What does the term Lean-to shelter mean? Definition: The Lean-to was generally a temporary, make-shift shelter that was quick to erect using raw materials that were readily available in the location. A lean-to was a small shelter providing a place to sleep out of the cold night air and the elements ensuring survival without the risk of 'exposure'. Lean-tos were free-standing beams made of materials such as wood or even whale bone that were layered against a log or large rock, lashed together, and covered in brush or a hide. The typical Lean-to had a slanted roof and an open entrance and generally leaned against something for support and added protection. Many tribes used these open-sided structures for work areas whilst traveling.
Why was the Lean-to built as a Native Indian shelter?

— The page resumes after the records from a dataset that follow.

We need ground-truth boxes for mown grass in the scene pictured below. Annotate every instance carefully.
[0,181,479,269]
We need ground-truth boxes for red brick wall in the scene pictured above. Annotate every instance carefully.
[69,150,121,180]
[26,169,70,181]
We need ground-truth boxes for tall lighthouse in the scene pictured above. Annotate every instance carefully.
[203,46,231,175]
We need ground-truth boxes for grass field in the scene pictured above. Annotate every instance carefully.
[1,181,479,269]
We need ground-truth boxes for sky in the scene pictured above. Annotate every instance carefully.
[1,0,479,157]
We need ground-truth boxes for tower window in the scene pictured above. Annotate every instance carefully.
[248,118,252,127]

Every tribe choose a type of housing to suit their lifestyle, the climate, the environment and the natural resources (known as biomes) that were available to them. The Lean-to was quick and easy to build making use of a variety of materials including trees, leaves, saplings, branches, grasses and brush. These types of make shift homes were typically built to offer protection and a safe place to sleep on hunting or fishing trips and used by many Native American Indian tribes. The Great Plains tribes were the main exceptions, as they erected Tepees using the portable framework and tent covering from location to location. Some other tribes used Wickiups, but these took longer to build and required digging that was tiring and time consuming. Brush shelters were a similar type of rough and ready temporary accommodation.
How was a Lean-to built?
The materials used to build a Lean-to were poles and long sticks covered in brush and secured with fiber. The picture shows a Lean-to that is leaning against cliff rocks, it is strong, well made and suited as a more permanent type of shelter. However, typical lean-to shelters were small, and intended just for sleeping.
To make these types of shelters long, thin poles, or saplings (young trees) or logs were gathered, cut to size and stripped of bark. The poles of the frame leaned against each other and were lashed together with tough fibers and bound into place. One side was left open as the entrance.
The site chosen for the construction was flat and located near a fresh water supply whenever possible. Cooking was usually done outside. The shapes, sizes and styles of lean-tos varied considerably according to the requirement of the occupant. Some western Subarctic Indians constructed double lean-tos with two roofs meeting in a peak.
A lean-to was constructed from any materials that were easily accessible. Many Native Indians were great fishers and constructed a variety of canoes. On long fishing trips the fishers would use a canoe to make a lean-to style of shelter.